À porta do escritório de Carolyn Bennett, em Toronto, o cenário foi este. Dezenas de pessoas exigiram a suspensão do projeto à ministra responsável pela pasta das comunidades indígenas. Um grupo de jovens chegou mesmo a ocupar as instalações.
O descontentamento nacional também está a afetar as linhas ferroviárias. A empresa Via Rail anunciou esta terça-feira que os serviços entre Montreal e Toronto, e Ottawa e Toronto tiveram de ser cancelados, devido ao bloqueio das linhas pelos manifestantes.
Em Vancouver, dezenas foram detidos por obstruírem vários portos. Os manifestantes dizem que a intervenção da polícia está a contribuir para o escalar de tensões.

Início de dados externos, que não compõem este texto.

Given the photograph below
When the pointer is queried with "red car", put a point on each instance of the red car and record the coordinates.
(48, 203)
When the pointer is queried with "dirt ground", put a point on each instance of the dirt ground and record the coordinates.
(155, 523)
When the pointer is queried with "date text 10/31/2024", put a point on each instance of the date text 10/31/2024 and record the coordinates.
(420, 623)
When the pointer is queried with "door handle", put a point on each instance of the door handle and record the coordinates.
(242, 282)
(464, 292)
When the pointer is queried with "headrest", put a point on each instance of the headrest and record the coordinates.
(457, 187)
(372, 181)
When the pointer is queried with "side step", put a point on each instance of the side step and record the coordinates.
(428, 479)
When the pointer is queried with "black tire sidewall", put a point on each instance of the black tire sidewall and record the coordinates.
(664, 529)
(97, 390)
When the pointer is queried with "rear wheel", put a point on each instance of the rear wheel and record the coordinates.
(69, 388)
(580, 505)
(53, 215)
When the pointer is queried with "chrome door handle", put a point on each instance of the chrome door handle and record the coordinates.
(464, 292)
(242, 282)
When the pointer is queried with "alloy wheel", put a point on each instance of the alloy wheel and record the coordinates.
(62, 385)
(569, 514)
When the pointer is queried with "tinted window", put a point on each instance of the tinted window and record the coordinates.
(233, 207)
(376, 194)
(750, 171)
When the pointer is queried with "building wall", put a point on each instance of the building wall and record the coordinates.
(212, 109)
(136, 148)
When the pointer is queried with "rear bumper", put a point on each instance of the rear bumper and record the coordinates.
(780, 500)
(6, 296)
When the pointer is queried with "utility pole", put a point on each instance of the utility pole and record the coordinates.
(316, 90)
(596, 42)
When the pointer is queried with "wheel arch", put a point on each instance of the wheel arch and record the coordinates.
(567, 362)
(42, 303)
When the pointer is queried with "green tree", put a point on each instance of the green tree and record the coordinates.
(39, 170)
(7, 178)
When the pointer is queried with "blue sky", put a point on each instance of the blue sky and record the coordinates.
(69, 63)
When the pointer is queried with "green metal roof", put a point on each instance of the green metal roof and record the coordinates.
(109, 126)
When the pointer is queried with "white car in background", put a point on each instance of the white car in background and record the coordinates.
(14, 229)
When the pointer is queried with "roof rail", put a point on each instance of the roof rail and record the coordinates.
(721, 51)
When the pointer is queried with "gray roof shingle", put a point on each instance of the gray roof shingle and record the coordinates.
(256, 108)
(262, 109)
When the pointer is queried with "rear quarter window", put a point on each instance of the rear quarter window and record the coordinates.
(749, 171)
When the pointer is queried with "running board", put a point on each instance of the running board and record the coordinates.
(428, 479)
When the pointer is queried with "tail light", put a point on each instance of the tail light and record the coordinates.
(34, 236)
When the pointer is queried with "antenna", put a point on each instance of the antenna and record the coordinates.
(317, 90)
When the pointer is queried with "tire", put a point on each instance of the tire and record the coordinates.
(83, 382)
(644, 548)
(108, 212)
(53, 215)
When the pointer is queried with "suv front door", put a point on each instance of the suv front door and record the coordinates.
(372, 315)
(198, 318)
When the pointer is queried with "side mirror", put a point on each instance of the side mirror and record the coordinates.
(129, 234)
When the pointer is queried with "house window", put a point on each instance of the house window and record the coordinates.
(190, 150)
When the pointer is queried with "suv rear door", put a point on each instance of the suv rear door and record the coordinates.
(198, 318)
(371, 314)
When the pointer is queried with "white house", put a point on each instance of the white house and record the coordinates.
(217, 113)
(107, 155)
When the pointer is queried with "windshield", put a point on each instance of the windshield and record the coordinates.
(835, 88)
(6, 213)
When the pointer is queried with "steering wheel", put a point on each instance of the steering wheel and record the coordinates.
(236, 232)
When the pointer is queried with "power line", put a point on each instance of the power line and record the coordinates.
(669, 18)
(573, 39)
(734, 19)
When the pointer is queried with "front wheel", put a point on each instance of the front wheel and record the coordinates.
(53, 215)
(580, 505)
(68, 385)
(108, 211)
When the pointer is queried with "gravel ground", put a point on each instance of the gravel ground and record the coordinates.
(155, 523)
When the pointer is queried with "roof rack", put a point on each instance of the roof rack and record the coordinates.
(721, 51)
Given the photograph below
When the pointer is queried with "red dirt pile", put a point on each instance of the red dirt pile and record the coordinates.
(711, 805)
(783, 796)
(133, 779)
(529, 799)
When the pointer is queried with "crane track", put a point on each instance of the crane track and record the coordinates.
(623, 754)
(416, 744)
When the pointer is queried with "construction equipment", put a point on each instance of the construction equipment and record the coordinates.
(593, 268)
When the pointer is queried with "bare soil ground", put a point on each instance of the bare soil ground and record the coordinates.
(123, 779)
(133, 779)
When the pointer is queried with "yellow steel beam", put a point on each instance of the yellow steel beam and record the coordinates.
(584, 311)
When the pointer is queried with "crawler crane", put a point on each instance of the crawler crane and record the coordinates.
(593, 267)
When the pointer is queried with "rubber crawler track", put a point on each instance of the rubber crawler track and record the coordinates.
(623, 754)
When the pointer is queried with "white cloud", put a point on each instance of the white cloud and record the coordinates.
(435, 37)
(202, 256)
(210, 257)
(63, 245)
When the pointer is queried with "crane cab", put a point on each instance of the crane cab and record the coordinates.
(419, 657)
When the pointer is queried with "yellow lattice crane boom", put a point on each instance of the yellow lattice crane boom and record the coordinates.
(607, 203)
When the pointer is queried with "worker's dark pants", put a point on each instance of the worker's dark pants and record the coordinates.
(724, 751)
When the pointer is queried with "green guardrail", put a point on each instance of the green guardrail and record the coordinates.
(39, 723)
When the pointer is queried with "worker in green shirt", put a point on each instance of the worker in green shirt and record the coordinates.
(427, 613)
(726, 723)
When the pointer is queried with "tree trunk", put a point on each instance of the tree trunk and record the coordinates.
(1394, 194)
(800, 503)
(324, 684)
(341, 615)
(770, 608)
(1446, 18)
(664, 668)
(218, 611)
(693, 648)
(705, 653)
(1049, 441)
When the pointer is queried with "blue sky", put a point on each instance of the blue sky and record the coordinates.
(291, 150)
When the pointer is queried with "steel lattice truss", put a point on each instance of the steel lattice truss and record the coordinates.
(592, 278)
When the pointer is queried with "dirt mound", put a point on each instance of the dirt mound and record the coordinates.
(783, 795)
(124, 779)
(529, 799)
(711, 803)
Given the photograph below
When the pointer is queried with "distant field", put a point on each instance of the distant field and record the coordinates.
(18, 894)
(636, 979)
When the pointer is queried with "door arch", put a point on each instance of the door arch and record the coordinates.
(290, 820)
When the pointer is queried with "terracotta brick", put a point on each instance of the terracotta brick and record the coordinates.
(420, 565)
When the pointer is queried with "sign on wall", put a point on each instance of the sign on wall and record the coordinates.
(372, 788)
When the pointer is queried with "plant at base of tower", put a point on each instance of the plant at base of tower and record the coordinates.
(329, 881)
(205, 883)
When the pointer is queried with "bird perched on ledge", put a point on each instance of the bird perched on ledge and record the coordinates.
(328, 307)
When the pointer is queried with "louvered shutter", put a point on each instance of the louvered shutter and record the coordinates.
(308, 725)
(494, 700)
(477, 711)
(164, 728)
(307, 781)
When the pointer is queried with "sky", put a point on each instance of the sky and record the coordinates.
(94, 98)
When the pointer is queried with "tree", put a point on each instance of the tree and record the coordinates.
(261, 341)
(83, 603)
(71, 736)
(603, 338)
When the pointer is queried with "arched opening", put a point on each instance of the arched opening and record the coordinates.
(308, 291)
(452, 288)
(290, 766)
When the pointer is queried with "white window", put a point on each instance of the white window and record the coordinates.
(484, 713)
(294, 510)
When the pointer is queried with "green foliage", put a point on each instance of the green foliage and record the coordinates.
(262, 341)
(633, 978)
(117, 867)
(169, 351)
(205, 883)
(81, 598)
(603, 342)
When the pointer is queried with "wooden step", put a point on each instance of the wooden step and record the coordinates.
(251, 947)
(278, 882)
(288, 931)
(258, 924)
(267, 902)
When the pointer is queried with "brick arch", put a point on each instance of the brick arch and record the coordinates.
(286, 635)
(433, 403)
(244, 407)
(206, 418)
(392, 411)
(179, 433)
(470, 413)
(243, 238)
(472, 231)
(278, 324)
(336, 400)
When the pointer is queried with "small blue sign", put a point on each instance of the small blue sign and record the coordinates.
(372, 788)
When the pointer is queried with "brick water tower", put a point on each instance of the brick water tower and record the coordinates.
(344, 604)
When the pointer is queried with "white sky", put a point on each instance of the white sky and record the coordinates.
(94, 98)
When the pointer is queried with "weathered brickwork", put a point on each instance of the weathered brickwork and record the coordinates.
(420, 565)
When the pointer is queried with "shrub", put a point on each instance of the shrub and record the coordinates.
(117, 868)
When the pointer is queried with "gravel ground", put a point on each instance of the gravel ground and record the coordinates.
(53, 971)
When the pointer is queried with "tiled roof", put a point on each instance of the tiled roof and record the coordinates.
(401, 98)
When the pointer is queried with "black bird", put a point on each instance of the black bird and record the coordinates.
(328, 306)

Em causa está o projeto de construção de um oleoduto de gás natural, que alegadamente afeta a comunidade indígena do norte de British Columbia. No centro da polémica, está ainda uma ordem judicial que legitima as inúmeras detenções, feitas pela Royal Canadian Mounted Police.
O premier de B.C. alega que o gasoduto é fundamental para a economia da província.